How much time do you think you need after this? We have the 1.5-M2 release coming up next week, and I really want to make it part of that.

• Corrected a bug in the removal of WS-Security header from Axiom messages. Now WS-Security headers are removed properly.

I really want to start incorporating this in the SWS codebase as soon as possible, hopefully tomorrow (5 feb). Is there anything I should be aware off?

Thanks

I'm trying to prepare a complete patch to alleviate the task of integrating the code. As I changed the signature of secureMessage & validateMessage to take message context as a parameter, there is a slight impact on the code of XwsSecurityInterceptor and its unit tests.
I hope to find enough time to complete the work tonight. In all cases I'll post an update and a list of what should be considered to complete the integration.
I've already done a slight change: I've moved the utility method that I had added to AxiomUtil to a separate class so that there is no dependency between the core module and xml security.
Expect an update from me tonight or tomorrow early in the morning.

• Moved Axiom transformation methods a new class (Wss4jUtils) to avoid dependency between the core module and xml-security.
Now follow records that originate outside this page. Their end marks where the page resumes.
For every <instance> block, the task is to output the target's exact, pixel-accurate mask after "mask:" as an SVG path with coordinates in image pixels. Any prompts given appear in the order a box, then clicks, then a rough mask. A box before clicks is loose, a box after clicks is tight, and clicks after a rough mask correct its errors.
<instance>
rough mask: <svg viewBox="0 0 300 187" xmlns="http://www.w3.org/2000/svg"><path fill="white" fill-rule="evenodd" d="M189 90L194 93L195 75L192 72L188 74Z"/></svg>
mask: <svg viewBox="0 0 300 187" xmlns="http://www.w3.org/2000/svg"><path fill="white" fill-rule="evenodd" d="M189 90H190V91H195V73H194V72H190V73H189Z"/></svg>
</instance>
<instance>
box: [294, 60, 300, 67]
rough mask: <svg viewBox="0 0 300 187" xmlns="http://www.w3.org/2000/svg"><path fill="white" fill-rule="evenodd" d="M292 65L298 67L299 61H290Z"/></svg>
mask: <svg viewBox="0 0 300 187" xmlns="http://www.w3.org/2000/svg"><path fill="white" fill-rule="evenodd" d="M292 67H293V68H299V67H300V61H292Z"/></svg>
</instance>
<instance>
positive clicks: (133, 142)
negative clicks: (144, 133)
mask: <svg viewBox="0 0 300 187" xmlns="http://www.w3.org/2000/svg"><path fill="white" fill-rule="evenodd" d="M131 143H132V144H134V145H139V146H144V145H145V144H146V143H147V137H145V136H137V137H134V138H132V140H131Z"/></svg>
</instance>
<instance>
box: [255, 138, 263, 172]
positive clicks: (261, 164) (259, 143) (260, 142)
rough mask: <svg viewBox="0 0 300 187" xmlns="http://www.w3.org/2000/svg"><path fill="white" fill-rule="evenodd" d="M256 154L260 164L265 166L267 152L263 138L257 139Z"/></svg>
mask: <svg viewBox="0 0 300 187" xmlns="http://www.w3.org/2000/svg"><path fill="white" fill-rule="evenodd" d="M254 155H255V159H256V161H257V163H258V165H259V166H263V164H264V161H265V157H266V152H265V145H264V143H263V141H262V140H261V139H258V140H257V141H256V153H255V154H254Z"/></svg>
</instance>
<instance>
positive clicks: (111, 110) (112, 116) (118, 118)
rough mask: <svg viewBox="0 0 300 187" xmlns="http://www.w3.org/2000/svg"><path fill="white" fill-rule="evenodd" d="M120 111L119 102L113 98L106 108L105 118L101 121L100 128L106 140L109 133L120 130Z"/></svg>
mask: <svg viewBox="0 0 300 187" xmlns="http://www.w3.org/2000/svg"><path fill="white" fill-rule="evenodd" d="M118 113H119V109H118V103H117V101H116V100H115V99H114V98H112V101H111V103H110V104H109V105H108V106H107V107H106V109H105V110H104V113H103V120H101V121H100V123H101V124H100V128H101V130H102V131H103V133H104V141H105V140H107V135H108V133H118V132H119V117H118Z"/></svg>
The archive contains a patch of the modified spring-ws classes (security module):

• made AbstractWsSecurityInterceptor.WS_SECURITY_NAME protected
• changed the signature of validateMessage & secureMessage to take MessageContext as a parameter.
• moved AbstractCallbackHandler to org.springframework.ws.soap.security
• modified xwss classes and unit tests in accordance.

Remarks:

• I tested the various Wss4j functionalities with Bouncy Castle.
• Each unit test consists of a base test case containing all the code, a Saaj subclass and an Axiom subclass.

That's what I can think of for the moment. I you need more details or help please let me know.

Note that the WSS4J still needs full reference documentation (SWS-282), coming in 1.5 RC1.
In the mean time, the airline spring-ws client uses WSS4J for UsernameToken authentication, so you look there.